Heavy metal performer and self-proclaimed "bad guy" Phil Labonte, who has a history of controversial comments about gays, is stirring the pot again by saying LGBT people don't have a "legit grievance" concerning slurs.
Phil Labonte, the lead singer of All That Remains, made the comment in Revolver magazine's January cover story. The particular exchange with interviewer Jon Wiederhorn is not in the excerpt on the magazine's website, but other sites have posted it, including The PRP, a site devoted to hard rock and heavy metal music.
Wiederhorn asked Labonte about his use of homophobic slurs, specifically, his use of the word "faggot" in 2011 and his 2005 declaration that PC, or political correctness, "is for faggots."
"I have nothing against gay people," Labonte said. Referring to the f word, he said, "It's just a word." The singer, who is white, said he believes no one besides African-Americans has a right to complain about slanderous language.
"Honestly, I think the only people that have a legit grievance when it comes to any racial slurs is the black community," Labonte said. "I know the homosexual community has problems with it and I understand their hurt feelings. But homosexuals were never property. They've had a rough time and I'm not trying to minimize that, but I think the black community has a whole lot more room to be upset about a word than the LGBT community.

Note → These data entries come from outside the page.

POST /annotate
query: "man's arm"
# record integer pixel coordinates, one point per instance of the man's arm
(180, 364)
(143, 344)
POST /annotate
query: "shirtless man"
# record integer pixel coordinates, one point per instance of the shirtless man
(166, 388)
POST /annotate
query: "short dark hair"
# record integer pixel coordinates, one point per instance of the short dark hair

"It's one thing to say, 'This guy said something and it hurt my feelings and it bummed me out and it sucks.' Okay, that's a good perspective. But I don't know that you need a whole social movement.

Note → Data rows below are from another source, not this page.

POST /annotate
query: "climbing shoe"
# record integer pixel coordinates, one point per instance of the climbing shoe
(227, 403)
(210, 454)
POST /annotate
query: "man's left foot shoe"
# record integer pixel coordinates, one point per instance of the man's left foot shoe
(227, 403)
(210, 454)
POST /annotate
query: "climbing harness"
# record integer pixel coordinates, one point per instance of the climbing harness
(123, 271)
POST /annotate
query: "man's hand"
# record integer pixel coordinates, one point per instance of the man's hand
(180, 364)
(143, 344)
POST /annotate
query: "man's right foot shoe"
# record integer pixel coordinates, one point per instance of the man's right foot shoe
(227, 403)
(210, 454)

"When it comes to the shit that black people have gone through I think it's okay to be like, 'Well you know, that was seriously fucked up.' We need to do something about this."

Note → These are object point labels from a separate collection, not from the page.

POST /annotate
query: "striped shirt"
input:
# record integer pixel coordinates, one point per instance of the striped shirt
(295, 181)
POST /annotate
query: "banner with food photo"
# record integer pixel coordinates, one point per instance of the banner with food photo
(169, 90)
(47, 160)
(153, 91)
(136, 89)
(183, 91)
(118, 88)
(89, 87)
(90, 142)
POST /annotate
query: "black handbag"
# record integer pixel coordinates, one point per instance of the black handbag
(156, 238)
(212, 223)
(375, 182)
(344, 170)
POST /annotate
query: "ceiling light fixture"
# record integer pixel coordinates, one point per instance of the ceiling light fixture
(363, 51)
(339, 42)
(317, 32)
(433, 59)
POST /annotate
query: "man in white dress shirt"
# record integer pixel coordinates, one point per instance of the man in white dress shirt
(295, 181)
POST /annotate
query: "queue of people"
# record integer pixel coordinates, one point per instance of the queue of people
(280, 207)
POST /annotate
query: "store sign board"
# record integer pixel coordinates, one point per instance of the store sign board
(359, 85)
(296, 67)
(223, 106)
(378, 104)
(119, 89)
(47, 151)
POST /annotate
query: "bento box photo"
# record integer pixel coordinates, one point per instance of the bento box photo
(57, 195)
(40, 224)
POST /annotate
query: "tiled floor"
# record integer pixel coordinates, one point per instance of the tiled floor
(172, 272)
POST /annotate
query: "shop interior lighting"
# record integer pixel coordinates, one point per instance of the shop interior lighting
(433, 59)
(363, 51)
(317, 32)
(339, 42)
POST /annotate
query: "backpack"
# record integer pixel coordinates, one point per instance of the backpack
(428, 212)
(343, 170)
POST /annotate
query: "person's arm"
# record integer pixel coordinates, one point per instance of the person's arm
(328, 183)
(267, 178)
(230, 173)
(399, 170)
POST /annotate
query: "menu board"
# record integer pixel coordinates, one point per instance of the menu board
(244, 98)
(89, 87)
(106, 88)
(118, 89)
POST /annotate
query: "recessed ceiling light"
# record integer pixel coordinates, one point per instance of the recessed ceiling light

John Becker, editor in chief of LGBT site Bilerico, denounced the singer's statements, which he suggested were comparing the struggles of blacks and gays as if they were competing in an "Oppression Olympics."
"Phil honey," Becker wrote, "you're a straight white man. It's not your place to tell members of any oppressed group what hateful slurs they do and do not have a right to be offended by, or to opine about when their grievances are 'legit' and when and where they have 'room to be upset.'"
As to why Labonte would dare stir up LGBT-related controversy again, his band does have a new album out next month, and his comments have made headlines across various media outlets. Plus, he told Revolver, "I just get a kick out of being an antagonist. When it comes to rubbing people the wrong way, I don't care who I offend."
"There are no more bad guys in rock and roll and metal," he said. "If the metal world is looking for a bad guy, I'll be that guy."
In the weeks since Revolver published the interview, Labonte has been lambasted online for those remarks. He posted the following response on Facebook and Twitter, concluding his thoughts with a quote from former congressman Ron Paul, a libertarian-leaning Republican:
"Seen a lot of brouhaha on the interwebs about the revolver article. Of course lots of people are saying I should be beat up or killed or I should kill myself. So, basically the blogs n commenters on said blogs are saying this, 'freedom of speech, so long as you don't offend me.' So these people are of the same mindset of the people who said the Charlie Hebdo attacks in Paris were justified because some things are just too offensive. I fully understand that to some people it is offensive to hear the word 'faggot'. I get it, you're fragile and words give you ouchies. But remember what you're asking for when you decry protecting the freedom of speech.
"'We don't protect the freedom of speech so we can talk about sports, we protect it so we can say very very controversial things' -- Ron Paul."